We don’t have to be safe here, so the sections are all written in Html, with help for the newbs.
Blogs are also how we add changelists.
Website Styles
Our website uses Bulma. Which is like Bootstrap but feels a bit more modern. The styles are defined using scss. This means the styles can be changed pretty dramatically by changing a few variables. This is kind of hard for people to do right now though, so I might make it more form based, and add a live preview.
Servers
Projects can use the Api to keep track of their official servers.
Clicking on a server name takes us to the web rcon page for that server.
Web rcon is a source style rcon service we made for Rust which uses websockets, so you can connect to it from a browser.
We have a Broadcast facility in the api, so that we can run a command on every server at the same time. This is all clientside javascript.
This makes patch day a lot easier, because we can literally go here and run the restart command. Each server shuts down, updates from Steam to the latest version, then comes back up.
We also maintain a list of servers banned from showing up on the server list. This is used to help fight against people being assholes, creating servers with fake player counts etc.
Benefits
This whole thing is obviously full of benefits.
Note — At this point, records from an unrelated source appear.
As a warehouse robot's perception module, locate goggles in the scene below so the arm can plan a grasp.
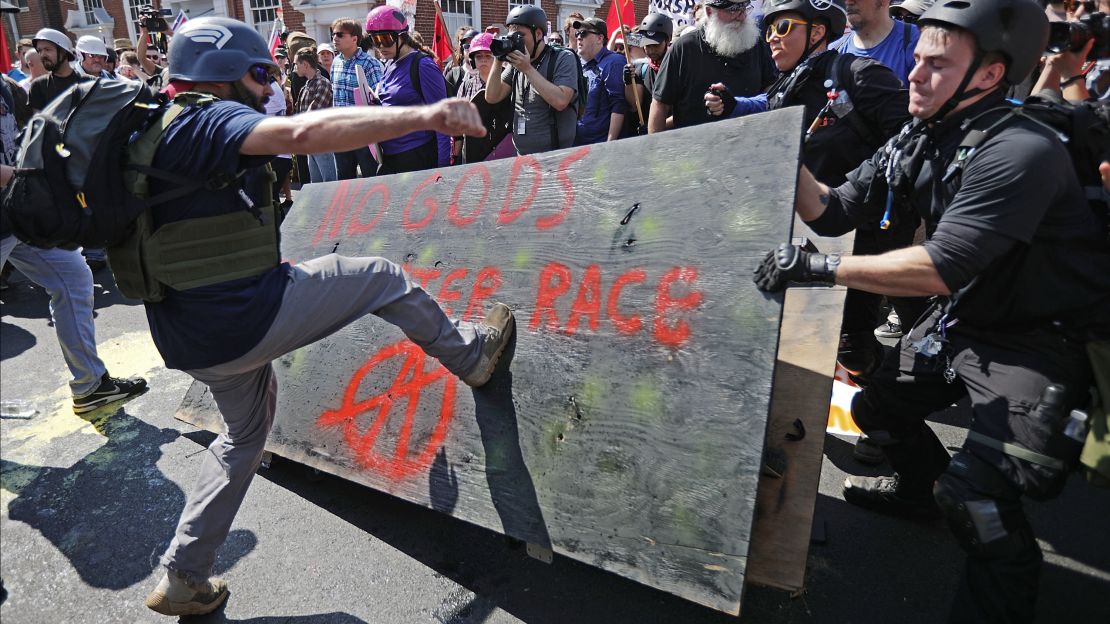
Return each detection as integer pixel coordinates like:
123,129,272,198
246,64,276,87
369,32,397,48
709,0,751,16
764,18,810,43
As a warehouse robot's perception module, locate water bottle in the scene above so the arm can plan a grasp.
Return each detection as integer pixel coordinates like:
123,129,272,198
0,399,38,419
1063,410,1087,444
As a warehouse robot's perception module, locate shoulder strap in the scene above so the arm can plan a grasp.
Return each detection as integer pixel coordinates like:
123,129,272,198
408,50,427,104
829,52,885,149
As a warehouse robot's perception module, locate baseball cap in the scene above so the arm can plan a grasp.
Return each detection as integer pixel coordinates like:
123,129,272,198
571,18,609,39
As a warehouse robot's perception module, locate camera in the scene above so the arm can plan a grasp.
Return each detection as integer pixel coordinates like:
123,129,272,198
139,4,170,32
1046,13,1110,61
490,32,528,61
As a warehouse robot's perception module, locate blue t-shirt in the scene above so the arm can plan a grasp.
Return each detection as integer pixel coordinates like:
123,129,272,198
833,21,921,87
380,52,451,167
147,101,290,370
574,48,628,145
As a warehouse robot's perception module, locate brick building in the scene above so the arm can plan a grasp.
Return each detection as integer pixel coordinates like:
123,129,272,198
3,0,648,65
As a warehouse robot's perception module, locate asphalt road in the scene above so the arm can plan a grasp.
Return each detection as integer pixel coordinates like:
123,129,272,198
0,264,1110,624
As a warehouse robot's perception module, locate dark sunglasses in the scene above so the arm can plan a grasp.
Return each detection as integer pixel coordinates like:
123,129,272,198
370,32,397,48
246,66,275,87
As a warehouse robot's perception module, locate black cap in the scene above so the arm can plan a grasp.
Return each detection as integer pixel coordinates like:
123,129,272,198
571,18,609,39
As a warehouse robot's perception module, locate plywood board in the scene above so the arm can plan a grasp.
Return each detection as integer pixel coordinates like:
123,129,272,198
179,110,801,613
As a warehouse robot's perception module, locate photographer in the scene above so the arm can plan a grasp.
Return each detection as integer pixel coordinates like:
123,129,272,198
1032,0,1110,102
486,7,578,154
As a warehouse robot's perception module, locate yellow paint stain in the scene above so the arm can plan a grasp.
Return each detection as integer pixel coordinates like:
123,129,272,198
3,331,164,448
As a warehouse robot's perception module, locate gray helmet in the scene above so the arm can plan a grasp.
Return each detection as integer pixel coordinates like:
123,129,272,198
505,4,547,34
763,0,848,42
639,13,675,38
918,0,1048,84
169,17,276,82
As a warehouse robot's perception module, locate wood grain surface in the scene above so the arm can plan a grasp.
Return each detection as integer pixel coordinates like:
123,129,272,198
179,109,808,613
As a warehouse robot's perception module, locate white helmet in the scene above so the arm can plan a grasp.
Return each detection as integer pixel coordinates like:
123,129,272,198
77,34,108,57
31,28,73,57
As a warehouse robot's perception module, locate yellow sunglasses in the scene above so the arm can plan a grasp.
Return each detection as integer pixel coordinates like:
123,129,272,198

As our team grows we’re all less and less aware of what everyone is working on. If someone made a project and wanted to let people outside know about it, they had to create their own wordpress site and take time kitting that out. This system aims to make that process really low friction.. to the point where we can create information sites for projects we know won’t have a long life time – just to document their rise and fall.
The intention is that the main Facepunch site will act as a root, showing all our active projects and all of their current states.
Allowing people to get involved with the development of projects they’re interested in, letting us all see which projects are being worked on, what they are, how long they’ve been in development. All stuff that we’ve failed to achieve at Facepunch so far.
The long term goal for Facepunch is to hire more self starter game developers to contribute to this madness, and to release the games we’re really proud of.